David Ferrer wrecked French hopes of a first male champion at Roland Garros in 30 years on Friday when he defeated Jo-Wilfried Tsonga 6-1, 7-6 (7/3), 6-2 in the semi-finals.
It was a crippling blow to the sixth seed who was out to match the feat of Yannick Noah, who last won the title for France in 1983.
But it was a richly deserved reward for outstanding perseverance on the part of 31-year-old Ferrer, who reached his first Grand Slam final in his 42nd appearance, by far the longest wait in the Open Era.
In the final, he has the daunting task of going up against fellow Spaniard and seven-time champion Rafael Nadal, who defeated world number one Novak Djokovic 6-4, 3-6, 6-1, 6-7 (3/7), 9-7 in the first semi-final.

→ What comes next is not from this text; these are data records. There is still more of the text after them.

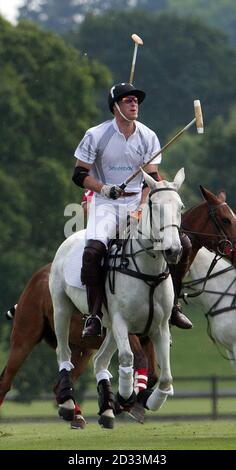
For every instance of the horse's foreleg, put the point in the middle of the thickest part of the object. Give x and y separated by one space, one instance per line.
161 341
63 311
106 400
126 379
25 335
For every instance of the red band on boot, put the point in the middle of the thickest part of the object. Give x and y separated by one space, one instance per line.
140 379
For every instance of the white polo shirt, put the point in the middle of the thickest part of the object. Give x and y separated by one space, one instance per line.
113 157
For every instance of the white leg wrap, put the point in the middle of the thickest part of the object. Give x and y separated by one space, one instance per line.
126 381
103 375
158 398
66 365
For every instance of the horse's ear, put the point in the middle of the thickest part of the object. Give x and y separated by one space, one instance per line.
204 192
149 180
179 178
222 196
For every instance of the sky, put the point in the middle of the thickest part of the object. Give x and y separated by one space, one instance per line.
8 8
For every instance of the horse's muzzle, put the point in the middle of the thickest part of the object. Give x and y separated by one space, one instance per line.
173 256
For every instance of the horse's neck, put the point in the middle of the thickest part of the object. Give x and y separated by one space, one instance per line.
148 259
217 285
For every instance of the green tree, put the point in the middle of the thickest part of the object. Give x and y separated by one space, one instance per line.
181 60
208 160
61 16
48 98
220 13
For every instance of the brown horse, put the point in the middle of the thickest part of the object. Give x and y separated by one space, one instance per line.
211 224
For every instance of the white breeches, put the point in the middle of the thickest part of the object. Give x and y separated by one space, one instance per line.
106 218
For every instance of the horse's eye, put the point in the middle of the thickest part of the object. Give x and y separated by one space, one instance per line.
226 221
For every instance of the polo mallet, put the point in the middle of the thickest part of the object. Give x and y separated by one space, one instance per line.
198 119
137 42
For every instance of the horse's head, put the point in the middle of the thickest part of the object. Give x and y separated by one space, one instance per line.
162 216
213 224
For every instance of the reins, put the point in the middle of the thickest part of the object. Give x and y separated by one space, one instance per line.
152 281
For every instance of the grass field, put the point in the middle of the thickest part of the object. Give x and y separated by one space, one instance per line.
159 436
192 354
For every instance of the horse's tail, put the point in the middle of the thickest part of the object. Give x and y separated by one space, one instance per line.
11 312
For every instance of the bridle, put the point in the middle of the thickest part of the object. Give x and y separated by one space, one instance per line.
225 247
150 205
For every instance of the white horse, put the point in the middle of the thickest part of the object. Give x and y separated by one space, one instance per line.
219 298
145 288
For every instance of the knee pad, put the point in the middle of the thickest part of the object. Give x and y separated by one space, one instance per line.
92 268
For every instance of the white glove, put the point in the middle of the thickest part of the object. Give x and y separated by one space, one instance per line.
111 191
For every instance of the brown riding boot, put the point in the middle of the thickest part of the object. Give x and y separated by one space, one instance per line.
179 319
92 274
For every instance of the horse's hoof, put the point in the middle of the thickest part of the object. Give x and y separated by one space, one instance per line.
66 414
106 422
78 422
137 412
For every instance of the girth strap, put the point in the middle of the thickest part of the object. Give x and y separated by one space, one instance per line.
152 282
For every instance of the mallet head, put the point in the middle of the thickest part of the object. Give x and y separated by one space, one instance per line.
137 42
198 117
137 39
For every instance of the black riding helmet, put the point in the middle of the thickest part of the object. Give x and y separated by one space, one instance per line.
120 90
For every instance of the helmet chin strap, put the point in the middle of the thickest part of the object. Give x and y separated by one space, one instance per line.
118 109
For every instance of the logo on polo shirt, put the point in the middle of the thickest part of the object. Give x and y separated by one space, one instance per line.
120 168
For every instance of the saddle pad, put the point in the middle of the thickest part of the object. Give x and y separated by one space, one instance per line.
73 264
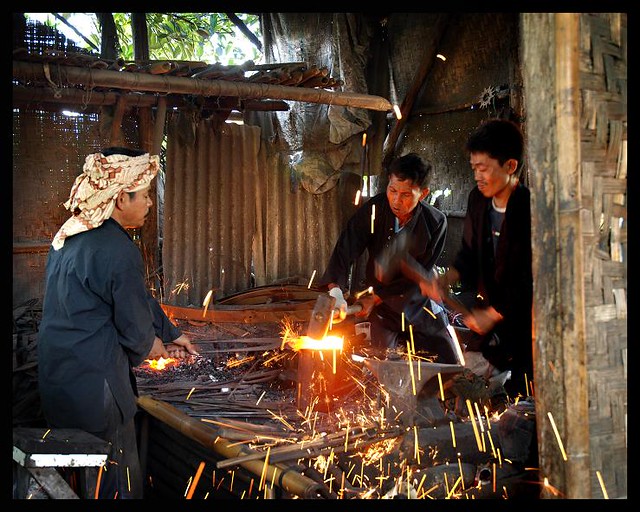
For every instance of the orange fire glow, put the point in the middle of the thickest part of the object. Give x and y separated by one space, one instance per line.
326 343
161 363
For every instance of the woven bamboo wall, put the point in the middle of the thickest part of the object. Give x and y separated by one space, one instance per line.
603 83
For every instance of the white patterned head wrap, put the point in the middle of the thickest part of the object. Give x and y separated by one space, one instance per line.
93 195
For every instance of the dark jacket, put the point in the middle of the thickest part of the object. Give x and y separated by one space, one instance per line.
98 322
505 280
428 228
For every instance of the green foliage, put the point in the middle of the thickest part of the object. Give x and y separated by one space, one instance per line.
209 37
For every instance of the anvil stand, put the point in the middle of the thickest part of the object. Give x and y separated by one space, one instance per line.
395 377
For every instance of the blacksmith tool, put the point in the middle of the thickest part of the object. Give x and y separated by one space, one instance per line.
397 258
323 313
413 388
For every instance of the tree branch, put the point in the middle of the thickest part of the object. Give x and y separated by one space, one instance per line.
244 29
76 31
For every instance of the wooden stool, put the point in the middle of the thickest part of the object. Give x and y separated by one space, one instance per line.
38 452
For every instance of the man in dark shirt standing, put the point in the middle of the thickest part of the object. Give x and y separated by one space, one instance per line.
493 264
99 319
396 308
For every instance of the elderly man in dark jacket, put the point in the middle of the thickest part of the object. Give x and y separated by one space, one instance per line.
396 308
493 264
99 320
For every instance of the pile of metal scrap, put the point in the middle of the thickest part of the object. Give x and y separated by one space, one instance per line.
349 439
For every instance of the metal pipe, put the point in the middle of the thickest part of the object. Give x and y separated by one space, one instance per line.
209 437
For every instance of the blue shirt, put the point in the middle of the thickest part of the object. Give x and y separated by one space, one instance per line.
99 320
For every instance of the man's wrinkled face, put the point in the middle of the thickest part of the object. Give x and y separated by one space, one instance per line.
490 176
403 197
135 209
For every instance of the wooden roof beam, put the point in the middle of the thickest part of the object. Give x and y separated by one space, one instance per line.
89 78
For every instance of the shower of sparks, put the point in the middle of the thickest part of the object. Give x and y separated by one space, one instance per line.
179 287
264 469
373 216
493 448
364 292
555 431
473 424
416 449
311 280
196 479
601 481
97 491
429 311
441 386
413 378
479 416
453 433
205 303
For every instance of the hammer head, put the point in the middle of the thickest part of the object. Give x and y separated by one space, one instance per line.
321 316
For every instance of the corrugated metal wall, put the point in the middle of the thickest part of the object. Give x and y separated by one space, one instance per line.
233 208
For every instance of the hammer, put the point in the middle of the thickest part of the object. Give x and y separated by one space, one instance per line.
397 258
322 315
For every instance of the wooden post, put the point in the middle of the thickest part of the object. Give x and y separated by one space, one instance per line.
576 424
551 84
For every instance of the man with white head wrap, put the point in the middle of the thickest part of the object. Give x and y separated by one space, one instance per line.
99 319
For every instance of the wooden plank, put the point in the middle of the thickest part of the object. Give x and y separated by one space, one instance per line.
574 429
53 483
243 314
70 75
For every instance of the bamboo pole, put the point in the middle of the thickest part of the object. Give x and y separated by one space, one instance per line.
90 78
208 436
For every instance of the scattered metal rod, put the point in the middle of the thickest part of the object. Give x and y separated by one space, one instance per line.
290 481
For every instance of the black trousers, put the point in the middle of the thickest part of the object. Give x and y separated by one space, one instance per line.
122 475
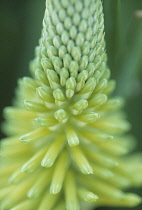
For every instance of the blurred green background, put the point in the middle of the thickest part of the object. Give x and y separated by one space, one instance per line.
20 29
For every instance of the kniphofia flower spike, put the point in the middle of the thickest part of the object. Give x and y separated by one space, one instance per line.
73 148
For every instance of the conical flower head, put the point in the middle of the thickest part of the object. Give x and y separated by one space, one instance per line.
72 132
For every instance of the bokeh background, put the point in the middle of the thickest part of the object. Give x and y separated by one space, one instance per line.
20 29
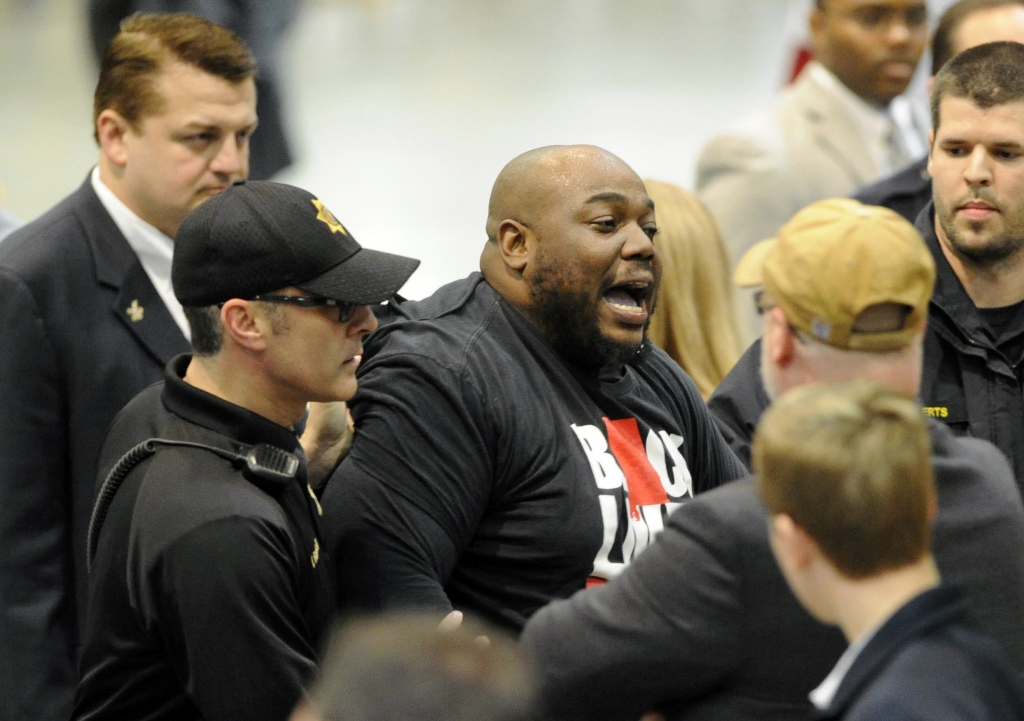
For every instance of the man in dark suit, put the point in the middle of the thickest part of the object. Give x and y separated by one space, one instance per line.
702 625
261 24
88 320
844 470
964 25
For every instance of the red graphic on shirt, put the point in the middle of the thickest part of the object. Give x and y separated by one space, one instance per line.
645 489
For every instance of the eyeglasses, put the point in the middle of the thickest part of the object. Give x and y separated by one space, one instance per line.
345 308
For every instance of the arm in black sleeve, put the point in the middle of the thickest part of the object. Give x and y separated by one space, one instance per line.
37 609
409 497
668 628
224 600
739 401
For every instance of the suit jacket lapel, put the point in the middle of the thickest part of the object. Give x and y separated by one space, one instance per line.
137 305
835 131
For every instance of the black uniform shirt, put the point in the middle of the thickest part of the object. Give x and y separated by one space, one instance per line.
208 594
489 474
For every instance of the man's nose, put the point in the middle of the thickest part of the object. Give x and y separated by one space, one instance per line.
232 158
978 171
638 244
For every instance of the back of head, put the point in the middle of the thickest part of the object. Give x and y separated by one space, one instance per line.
850 464
694 322
944 41
838 267
401 668
148 42
987 75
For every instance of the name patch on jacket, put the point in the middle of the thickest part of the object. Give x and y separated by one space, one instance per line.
640 477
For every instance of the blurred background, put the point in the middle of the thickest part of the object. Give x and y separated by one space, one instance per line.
402 112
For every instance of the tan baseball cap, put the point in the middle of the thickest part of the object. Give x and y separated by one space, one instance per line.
837 258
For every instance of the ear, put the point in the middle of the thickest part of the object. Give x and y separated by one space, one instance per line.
794 549
244 325
112 129
931 149
778 339
515 243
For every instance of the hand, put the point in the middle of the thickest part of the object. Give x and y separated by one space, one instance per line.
451 624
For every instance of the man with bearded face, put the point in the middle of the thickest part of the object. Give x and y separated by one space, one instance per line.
974 227
517 437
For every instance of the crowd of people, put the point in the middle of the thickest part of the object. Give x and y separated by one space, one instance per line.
221 426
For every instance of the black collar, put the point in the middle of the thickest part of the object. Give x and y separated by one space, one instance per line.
218 415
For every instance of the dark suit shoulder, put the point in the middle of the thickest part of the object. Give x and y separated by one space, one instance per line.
738 403
56 239
906 192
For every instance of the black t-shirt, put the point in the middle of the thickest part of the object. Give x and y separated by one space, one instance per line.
488 475
210 592
1006 327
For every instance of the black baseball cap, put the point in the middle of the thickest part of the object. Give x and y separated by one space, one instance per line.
257 237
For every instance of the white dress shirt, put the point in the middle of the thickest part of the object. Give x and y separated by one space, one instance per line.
154 249
823 694
895 136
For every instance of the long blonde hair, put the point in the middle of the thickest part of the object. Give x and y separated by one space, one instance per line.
694 322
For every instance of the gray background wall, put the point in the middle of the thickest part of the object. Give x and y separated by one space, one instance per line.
403 111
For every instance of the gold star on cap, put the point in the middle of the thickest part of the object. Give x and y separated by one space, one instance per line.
135 311
328 217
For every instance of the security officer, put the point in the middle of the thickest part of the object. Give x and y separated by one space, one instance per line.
209 591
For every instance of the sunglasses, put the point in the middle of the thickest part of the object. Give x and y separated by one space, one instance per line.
345 308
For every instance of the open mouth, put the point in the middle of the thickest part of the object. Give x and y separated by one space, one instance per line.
630 300
977 210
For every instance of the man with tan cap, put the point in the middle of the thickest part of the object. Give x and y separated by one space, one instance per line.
702 625
974 228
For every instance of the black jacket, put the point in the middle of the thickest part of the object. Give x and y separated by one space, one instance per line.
71 356
929 661
968 382
210 590
906 192
972 382
704 626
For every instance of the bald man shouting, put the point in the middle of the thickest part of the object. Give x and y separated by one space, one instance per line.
517 438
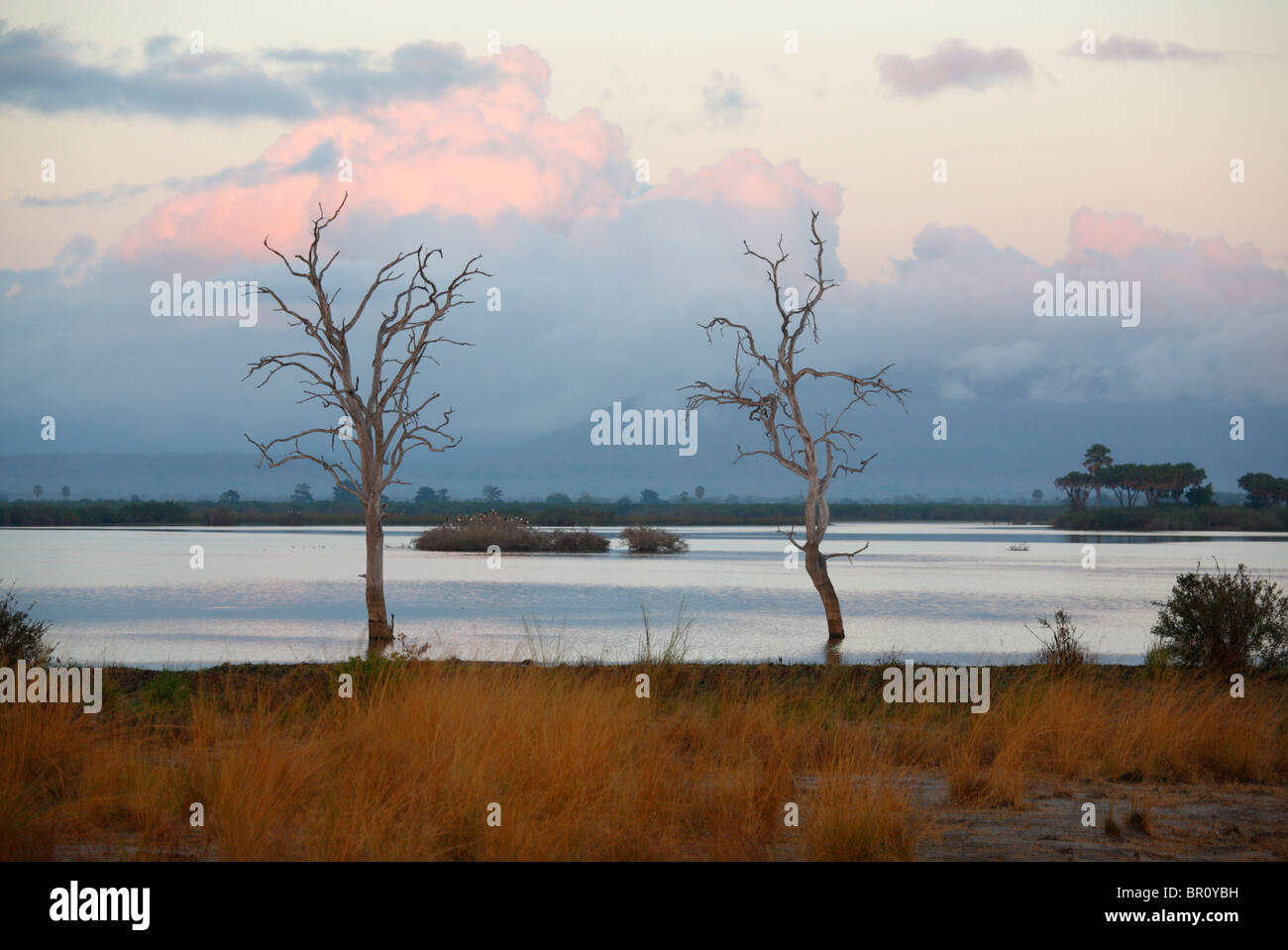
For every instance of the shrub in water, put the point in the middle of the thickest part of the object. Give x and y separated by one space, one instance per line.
510 533
643 540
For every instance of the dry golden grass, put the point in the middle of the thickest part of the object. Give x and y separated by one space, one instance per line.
580 766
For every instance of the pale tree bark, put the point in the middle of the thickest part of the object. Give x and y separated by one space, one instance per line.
768 385
378 425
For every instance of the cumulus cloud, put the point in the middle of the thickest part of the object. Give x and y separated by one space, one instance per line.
724 102
73 261
953 64
1212 317
1126 50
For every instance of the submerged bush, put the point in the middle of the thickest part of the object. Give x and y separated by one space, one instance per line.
22 637
509 533
1061 646
1224 619
643 540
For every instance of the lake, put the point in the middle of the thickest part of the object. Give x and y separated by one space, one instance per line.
931 592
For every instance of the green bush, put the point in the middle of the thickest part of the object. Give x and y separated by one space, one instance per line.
1060 646
1224 620
21 635
482 531
642 540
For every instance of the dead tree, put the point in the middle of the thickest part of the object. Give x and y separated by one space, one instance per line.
768 386
378 425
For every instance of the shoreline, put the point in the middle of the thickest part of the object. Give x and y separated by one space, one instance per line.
702 766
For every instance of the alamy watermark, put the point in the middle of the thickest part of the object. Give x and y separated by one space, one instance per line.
645 428
936 685
181 297
81 685
1065 297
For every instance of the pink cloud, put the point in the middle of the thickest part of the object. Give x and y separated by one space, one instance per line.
1212 263
748 179
477 151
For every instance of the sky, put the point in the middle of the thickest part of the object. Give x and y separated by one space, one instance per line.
608 163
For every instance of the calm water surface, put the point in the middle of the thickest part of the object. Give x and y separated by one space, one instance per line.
928 591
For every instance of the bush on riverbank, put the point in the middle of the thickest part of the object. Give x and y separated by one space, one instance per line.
510 533
1170 518
1224 620
22 636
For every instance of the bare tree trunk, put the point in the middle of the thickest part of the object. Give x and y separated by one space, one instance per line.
816 568
377 617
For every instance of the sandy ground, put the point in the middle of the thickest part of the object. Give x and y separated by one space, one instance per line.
1192 823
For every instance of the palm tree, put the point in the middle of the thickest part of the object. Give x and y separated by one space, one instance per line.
1096 459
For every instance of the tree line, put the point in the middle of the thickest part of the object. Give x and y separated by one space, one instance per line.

Nadal leads their head-to-heads 19-4.
It will be the first all-Spanish final since 2002 when Albert Costa defeated Juan Carlos Ferrero.
"I am really happy to be in the final at Roland Garros. It's my first ever Grand Slam final," said Ferrer, who has yet to drop a set in the tournament.
"I am older, but more experienced. I am not too tired, so this is very important. To play the final against Rafael Nadal I need to be 100 per cent to be able to play good against him."
The match had been given top billing in France as the belief was growing that the popular Tsonga could end 30 years of French frustration on the red claycourts of Roland Garros.
The 28-year-old from the car-racing town of Le Mans revved up home hopes of a title win on Sunday with his straight sets demolition of 17-time Grand Slam winner Roger Federer in the quarter-finals.
But coming immediately after the marathon, five-set win by Nadal over Djokovic in the opening semi, there was a sense of anti-climax when the players marched out onto a half-empty centre court in the early evening sunshine.
The mood was not helped either when Ferrer made by far the better start, jumping out into a 4-0 lead in just 15 minutes.
The crowd chanted Tsonga's name in a bid to kick-start his match, but little was going right for the Frenchman who was playing in his first French Open semi-final in what was his sixth attempt.
He did have a break point in the following game, but failed to convert that as he found himself embroiled in a succession of punishing baseline rallies - bread and butter to a player like Ferrer.
The Spaniard, who lost to Nadal in last year's semi-finals, duly wrapped up the set 6-1 and Tsonga was left looking decidedly tight and unable to deploy his own big-hitting game.
Tsonga nosed in front at the start of the second set and that appeared to briefly unlock the door for the Frenchman as he broke to love in the following game.
He took a 3-0 lead, but Ferrer broke back to 3-2 with Tsonga hotly contesting a line call against him on break point.
A double fault from the home hero handed Ferrer another break to lead 4-3, but he handed that back in the next game with a couple of uncustomary unforced errors.
Tsonga hit long on set point at 5-4 and that proved costly as he dropped the ensuing tie-break 7/3 to go two sets to love down.
French hopes were fading fast and they dimmed even further early in the third set as Ferrer broke in the fourth game to lead 3-1.
That was all he needed as an increasingly frustrated Tsonga looked bereft of ideas and lost in his own thoughts, at one point forgetting to tell Ferrer he was serving with new balls.
Ferrer got to 5-2 up and won five points in a row from 40-0 down on Tsonga's serve to clinch the win.